Aquel domingo colapsó desde temprano la reserva de botellas de ron y masarreales de a medio en la cafetería de Acosta y 10 de Octubre. La tarde fría, plomiza, de un enero que exhibía más derrotas que victorias en las vitrinas de Palacio, se veía extraña para jugar pelota, pero ayudaba con el trago a la concurrencia, y el masarreal bajaba enchumbado en alcohol hasta la gandinga. A la altura del octavo inning, parte baja, con el equipo a 4 outs de inclinar la frente perdiendo por 3 carreras, con las bases llenas, sin emergente a la vista y un servidor en el home play, a un strike de imprimir nueva marca mundial de ponches consecutivos; ante el silencio repentino, premonitorio y de catacumba de la concurrencia, a mi viejo, con la razón ya nublada, pienso yo que más por la euforia ante el exceso de dulce que por efecto del ron, se le ocurrió la temeraria idea de pararse en las gradas y gritar a voz en cuello que su hijo tenia los testículos más grandes que aquel que protestó en Mangos de Baragúa, y desechó la propuesta pacificadora de Arsenio Martínez Campos – con términos beisboleros – y que : “este juego lo va a ganar ese que está parado ahí en home, o yo me cambio el nombre”. Por un segundo imaginé a mi padre al día siguiente madrugando para acceder al turno que el permitiera realizar tan engorroso trámite en el Registro Civil o frente a funcionaria del MININT, en la oficina del Carnet de Identidad. Pero fue solo un segundo, solitario y mustio, y el Universo todo se detuvo para mi en el instante siguiente. Lo que sigue parece un evento cinematográfico, pero no lo fue, y es que hay momentos en la vida que superan la entelequia, la irrealidad de la ficción. (Y el que aún lo dude que rebobine las imágenes del 9/11). Mi padre terminó su arenga y permaneció de pie, solitario. Me aparté del home play y lo miré unos instantes con el bate al hombro. Su mirada todo el tiempo sembrada sobre mí. Aunque faltaban unos años para conocerle, la figura broncínea del Doríforo de Policleto con el agudo venablo sobre el hombro, era lo más parecido en ese momento a la imagen corpórea de quien escribe, aunque yo estaba vestido..!! y de pelotero !!. Busqué entonces a la Gloria hecha a mano entre la multitud, y allí estaba, también de pie, en un extremo del graderío. Sus manos en las mejillas revelaban la tensión del momento. Regresé al cajón de bateo.
Sentí por el impacto que le había dado a la bola en la mismísima madre.

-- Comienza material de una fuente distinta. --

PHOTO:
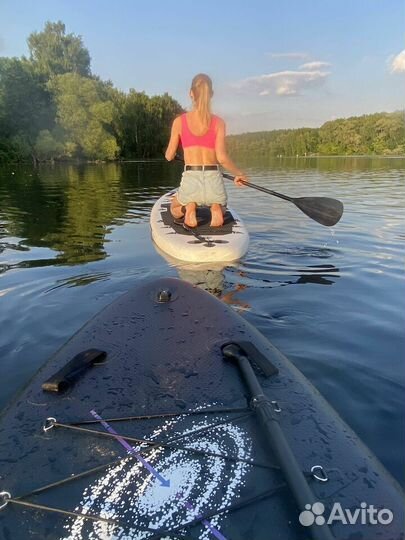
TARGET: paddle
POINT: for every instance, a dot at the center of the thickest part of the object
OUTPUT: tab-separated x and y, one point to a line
324	210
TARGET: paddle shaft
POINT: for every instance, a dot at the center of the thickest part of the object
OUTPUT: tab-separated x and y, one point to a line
276	439
323	210
259	188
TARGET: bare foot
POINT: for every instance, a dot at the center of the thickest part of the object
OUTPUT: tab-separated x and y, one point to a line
176	209
217	216
190	219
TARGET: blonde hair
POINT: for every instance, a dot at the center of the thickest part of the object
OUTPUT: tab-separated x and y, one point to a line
201	87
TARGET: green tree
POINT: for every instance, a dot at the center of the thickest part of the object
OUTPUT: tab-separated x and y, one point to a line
53	52
25	106
85	112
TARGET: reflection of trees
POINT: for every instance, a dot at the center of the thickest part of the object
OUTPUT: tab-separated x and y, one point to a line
66	208
93	201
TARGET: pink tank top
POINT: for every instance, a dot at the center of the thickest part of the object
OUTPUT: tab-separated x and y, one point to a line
189	139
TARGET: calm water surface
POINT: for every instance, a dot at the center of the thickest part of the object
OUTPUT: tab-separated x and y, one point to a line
73	238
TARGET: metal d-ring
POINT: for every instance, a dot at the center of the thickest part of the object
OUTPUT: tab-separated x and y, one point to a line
276	406
49	424
4	498
319	473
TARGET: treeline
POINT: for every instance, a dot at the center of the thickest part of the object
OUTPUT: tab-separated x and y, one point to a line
381	134
53	107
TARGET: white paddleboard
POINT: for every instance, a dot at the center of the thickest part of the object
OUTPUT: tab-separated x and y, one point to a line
202	243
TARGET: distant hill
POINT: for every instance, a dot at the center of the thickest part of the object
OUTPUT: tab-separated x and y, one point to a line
374	134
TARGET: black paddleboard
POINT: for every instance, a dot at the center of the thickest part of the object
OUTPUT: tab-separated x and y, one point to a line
146	425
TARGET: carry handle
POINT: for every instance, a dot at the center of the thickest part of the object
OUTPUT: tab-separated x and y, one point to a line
76	367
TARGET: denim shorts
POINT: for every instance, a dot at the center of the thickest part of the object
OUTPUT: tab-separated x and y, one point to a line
202	187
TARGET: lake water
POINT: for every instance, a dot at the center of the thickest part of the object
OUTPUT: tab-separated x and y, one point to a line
74	238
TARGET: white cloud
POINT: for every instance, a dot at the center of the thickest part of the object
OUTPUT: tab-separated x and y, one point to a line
315	65
282	83
291	56
398	63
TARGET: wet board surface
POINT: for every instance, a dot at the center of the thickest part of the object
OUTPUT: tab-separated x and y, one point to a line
203	469
202	243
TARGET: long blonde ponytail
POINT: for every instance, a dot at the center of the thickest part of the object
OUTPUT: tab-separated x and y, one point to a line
201	87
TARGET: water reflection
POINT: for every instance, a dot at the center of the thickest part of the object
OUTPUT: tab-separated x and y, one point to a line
71	209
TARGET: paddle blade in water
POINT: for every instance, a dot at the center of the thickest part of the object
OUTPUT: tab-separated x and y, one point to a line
324	210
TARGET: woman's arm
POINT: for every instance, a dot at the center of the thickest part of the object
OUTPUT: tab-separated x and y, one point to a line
222	154
174	139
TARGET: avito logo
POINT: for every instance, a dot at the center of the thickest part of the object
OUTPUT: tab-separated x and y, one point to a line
365	515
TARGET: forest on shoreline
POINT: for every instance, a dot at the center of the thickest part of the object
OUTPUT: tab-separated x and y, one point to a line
371	134
52	107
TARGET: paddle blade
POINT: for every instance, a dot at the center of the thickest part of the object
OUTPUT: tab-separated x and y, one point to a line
324	210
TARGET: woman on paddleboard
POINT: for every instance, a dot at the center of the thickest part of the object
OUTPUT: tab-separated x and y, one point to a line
202	136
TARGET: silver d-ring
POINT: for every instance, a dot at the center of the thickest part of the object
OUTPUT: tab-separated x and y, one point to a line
49	424
319	473
4	498
276	406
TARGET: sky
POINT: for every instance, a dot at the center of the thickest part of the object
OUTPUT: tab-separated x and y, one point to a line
274	64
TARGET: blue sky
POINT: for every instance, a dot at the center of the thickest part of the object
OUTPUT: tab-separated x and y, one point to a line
274	64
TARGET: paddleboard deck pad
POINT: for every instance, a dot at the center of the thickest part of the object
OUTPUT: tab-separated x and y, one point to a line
202	243
139	428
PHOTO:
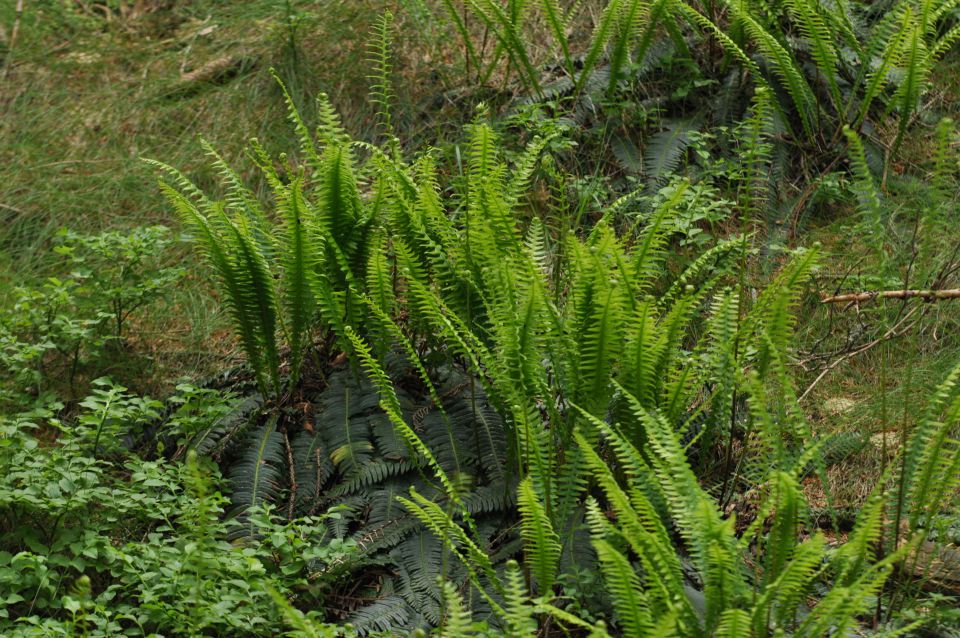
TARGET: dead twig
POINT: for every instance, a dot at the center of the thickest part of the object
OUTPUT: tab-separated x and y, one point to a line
927	295
895	331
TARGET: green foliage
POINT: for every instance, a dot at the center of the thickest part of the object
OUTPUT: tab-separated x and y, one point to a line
72	325
127	546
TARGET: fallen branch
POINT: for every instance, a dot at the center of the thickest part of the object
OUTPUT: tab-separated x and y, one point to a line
895	331
927	295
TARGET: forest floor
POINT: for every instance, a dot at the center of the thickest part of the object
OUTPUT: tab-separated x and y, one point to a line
85	96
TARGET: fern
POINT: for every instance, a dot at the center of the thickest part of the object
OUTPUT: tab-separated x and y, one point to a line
540	540
381	88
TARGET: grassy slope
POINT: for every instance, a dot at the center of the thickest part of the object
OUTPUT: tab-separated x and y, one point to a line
85	97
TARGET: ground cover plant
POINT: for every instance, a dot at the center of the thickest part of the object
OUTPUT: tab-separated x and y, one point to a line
604	318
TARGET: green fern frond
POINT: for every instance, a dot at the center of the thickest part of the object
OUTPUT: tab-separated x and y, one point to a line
541	542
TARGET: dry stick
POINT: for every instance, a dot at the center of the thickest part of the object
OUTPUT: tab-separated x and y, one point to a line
18	13
889	334
928	295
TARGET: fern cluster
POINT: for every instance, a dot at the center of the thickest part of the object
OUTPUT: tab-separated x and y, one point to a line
571	373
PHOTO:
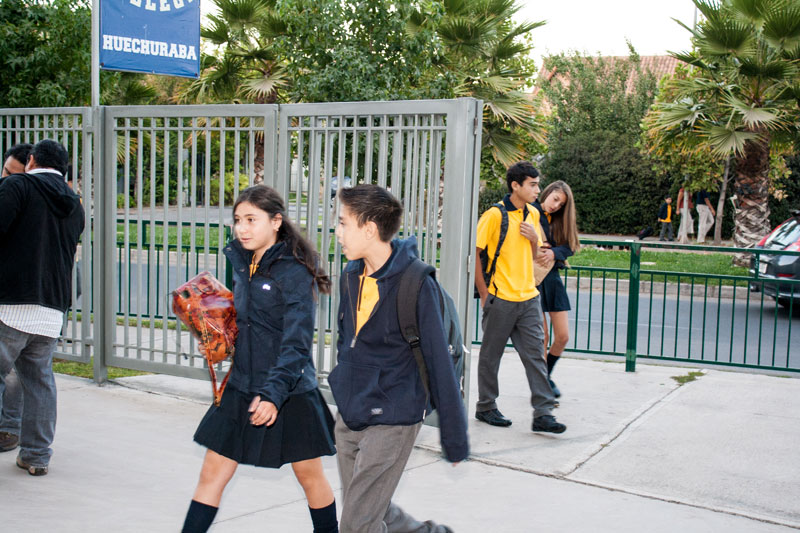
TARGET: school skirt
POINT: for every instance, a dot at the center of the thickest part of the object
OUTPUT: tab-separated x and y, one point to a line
303	430
553	295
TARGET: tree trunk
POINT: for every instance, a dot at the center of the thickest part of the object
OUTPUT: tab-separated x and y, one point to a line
752	190
721	203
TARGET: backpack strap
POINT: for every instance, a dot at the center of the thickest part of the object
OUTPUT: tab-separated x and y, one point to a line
500	240
408	293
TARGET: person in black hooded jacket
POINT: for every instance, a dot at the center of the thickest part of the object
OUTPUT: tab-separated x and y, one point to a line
41	220
272	411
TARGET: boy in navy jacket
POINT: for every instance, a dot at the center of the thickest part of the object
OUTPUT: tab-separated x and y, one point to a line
376	383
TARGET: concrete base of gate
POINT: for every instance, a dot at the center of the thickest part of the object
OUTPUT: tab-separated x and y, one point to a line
641	453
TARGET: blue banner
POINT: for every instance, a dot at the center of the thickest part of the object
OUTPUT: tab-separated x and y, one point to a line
154	36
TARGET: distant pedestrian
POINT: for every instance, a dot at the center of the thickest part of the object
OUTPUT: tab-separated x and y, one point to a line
665	217
558	219
686	227
41	220
10	389
272	412
706	214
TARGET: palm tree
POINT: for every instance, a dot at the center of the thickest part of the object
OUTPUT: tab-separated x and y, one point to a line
743	96
485	55
245	66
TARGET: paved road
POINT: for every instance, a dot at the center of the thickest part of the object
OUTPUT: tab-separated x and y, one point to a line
671	326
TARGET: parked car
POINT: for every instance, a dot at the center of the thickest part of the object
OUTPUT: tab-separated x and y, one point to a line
777	267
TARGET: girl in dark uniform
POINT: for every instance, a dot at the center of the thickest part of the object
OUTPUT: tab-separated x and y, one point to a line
557	208
272	412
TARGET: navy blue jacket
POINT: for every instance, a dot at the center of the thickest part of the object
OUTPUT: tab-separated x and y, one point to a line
275	317
376	380
561	251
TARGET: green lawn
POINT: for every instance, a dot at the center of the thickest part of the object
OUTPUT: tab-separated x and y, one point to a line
172	235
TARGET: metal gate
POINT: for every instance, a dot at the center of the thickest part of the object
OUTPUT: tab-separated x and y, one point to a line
168	181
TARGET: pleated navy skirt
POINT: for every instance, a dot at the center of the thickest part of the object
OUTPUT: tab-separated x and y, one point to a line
303	430
553	294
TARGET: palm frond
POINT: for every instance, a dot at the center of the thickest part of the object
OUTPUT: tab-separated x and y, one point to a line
709	9
684	113
504	145
726	36
218	32
242	13
512	107
724	141
750	11
775	70
782	27
690	58
756	116
262	88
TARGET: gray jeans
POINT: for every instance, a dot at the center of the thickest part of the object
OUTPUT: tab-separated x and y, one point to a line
11	400
522	322
371	463
32	356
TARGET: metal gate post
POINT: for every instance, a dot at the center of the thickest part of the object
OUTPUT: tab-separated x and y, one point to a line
633	307
459	213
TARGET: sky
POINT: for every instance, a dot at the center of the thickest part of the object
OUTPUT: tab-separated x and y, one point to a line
594	26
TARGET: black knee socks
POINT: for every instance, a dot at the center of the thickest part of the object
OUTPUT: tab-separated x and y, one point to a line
199	518
324	519
551	362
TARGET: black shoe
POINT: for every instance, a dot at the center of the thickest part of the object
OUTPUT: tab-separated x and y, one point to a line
8	441
548	424
493	417
32	470
556	392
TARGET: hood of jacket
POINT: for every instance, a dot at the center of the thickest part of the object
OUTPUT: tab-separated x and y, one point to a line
240	257
403	252
60	199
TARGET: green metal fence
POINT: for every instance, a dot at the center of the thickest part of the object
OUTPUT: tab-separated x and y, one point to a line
693	317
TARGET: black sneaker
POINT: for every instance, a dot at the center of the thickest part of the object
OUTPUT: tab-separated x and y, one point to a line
32	470
8	441
556	392
493	417
548	424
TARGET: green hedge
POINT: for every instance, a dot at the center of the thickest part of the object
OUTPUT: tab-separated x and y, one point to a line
615	189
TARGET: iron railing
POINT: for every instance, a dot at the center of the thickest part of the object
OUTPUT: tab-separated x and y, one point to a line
692	317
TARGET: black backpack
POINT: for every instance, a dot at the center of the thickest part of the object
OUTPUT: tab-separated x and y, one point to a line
408	294
488	276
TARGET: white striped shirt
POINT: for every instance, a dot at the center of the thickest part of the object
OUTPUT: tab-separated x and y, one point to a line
33	319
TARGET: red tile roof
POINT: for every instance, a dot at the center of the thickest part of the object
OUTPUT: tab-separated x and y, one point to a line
660	66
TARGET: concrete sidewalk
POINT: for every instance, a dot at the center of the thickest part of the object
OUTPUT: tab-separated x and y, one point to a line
642	453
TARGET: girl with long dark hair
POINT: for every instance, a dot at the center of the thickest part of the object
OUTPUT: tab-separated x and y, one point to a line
557	207
272	411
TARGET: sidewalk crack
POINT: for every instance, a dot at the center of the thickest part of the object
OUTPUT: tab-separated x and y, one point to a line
636	418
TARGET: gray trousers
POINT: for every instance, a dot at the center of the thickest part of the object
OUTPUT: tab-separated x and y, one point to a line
32	356
371	463
522	322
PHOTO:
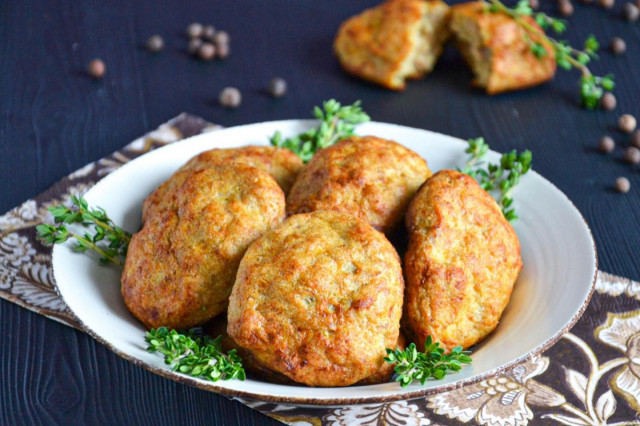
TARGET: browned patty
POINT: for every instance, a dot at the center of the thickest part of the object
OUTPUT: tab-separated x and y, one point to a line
394	41
282	164
498	49
181	266
462	262
218	327
318	299
368	177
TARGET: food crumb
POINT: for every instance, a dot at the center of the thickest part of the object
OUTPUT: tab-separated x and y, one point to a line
96	68
607	144
623	185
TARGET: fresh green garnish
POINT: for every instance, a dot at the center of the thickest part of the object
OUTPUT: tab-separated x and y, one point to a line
433	362
336	122
195	356
107	239
503	176
567	57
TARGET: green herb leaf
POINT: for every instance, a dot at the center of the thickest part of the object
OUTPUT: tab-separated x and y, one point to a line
433	362
195	356
336	122
567	57
503	176
96	219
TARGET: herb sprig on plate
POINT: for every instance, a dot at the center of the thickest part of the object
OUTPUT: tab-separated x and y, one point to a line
592	87
433	362
195	356
106	238
503	176
336	122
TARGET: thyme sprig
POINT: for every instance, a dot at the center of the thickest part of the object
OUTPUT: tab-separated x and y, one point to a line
336	122
503	176
195	356
592	87
107	239
433	362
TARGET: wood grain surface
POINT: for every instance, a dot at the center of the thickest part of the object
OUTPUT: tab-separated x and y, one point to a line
54	119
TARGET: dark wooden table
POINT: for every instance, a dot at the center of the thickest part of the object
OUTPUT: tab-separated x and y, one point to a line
54	119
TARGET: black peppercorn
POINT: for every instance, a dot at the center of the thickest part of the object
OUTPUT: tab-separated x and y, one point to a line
194	46
618	46
207	51
608	101
96	68
606	144
623	185
208	32
195	30
565	8
277	87
230	97
155	43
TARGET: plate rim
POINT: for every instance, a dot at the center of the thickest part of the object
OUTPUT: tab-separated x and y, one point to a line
323	401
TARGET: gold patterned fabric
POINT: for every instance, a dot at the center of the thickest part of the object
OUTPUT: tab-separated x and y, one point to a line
590	377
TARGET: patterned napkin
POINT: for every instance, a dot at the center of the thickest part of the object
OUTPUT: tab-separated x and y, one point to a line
591	376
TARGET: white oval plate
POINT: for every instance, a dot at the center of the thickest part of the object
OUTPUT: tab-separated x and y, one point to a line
551	293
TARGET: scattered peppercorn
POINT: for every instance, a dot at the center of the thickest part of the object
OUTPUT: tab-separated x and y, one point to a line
206	51
635	138
606	144
195	30
220	38
623	185
223	51
155	43
96	68
194	45
277	87
208	32
630	12
632	155
565	8
608	101
618	46
230	97
627	123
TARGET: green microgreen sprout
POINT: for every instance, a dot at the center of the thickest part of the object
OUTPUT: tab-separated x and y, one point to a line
107	239
336	122
195	356
567	57
503	176
433	362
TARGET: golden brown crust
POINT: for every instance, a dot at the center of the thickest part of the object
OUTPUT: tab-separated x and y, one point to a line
318	299
282	164
181	266
394	41
498	50
462	262
368	177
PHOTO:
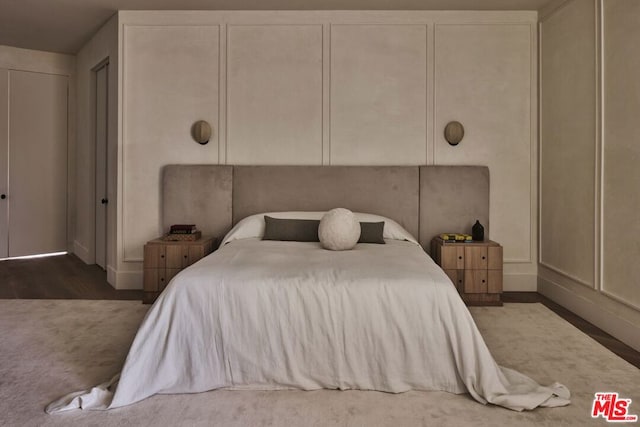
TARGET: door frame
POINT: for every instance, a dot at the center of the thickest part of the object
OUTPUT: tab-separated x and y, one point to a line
94	159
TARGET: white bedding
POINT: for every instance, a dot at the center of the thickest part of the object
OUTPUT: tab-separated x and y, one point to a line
273	315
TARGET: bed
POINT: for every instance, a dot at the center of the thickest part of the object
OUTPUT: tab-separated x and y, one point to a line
272	315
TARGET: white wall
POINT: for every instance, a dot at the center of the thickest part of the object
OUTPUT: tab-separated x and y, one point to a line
329	88
589	179
35	61
102	46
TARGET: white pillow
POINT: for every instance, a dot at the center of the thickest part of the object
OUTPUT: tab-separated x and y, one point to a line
339	230
253	225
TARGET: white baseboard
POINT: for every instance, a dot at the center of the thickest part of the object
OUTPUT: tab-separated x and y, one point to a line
520	282
595	308
82	252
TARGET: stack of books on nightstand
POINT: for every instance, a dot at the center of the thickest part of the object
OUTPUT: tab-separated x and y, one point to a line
456	238
183	232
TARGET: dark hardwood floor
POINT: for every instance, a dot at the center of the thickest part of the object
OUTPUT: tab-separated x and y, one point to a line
67	277
57	277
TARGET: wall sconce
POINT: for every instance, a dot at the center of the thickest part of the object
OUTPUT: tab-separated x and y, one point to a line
453	132
201	132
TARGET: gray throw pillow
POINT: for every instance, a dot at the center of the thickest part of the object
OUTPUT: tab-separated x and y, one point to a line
297	230
371	232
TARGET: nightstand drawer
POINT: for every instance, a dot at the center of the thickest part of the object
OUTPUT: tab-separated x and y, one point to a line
154	256
475	257
457	277
475	268
475	281
451	257
164	259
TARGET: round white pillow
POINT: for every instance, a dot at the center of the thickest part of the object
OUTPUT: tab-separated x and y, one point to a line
339	230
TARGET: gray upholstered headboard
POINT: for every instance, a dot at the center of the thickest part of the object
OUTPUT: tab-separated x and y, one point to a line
426	200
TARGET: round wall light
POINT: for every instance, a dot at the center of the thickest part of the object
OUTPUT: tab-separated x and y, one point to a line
453	132
201	132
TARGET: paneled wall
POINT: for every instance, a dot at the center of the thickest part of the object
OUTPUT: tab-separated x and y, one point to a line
589	199
332	88
621	152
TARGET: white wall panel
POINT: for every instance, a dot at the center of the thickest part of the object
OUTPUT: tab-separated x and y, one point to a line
274	94
378	94
483	79
38	106
170	81
4	162
568	141
621	153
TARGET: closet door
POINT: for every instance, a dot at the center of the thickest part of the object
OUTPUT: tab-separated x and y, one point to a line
4	164
37	163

Cuando doblaba como un rayo por primera base, fue que recuperé el sentido del oído y la visión periférica, la gritería era de manicomio, miré al left-center y vi como la bola se extendía saltando por la grama hasta lo más profundo del ángulo, después vi a los jardineros corriendo como diablos detrás de ella. Llegué a tercera base de pie. Los masarreales volaban como fuegos artificiales. A esa altura del juego del ron quedaría tal vez el mejor recuerdo. Mis compañeros de equipo salieron corriendo del banco y me abrazaron en masa. Aturdido aún, alcancé a mirar hacia donde estaba mi padre, que al parecer, conectado también supra naturalmente conmigo, sus ojos todo el tiempo sobre mí, en ese instante comenzaba a recuperar el dominio de sus sentidos. Lo vi secarse la cara con el pañuelo y me pareció extraño porque con aquel frío no sudaba ni Rocco F. Marchegiano – Rocky Marciano – en sus peores tiempos. Por primera vez en mi vida, y de lejos, había visto llorar a mi padre.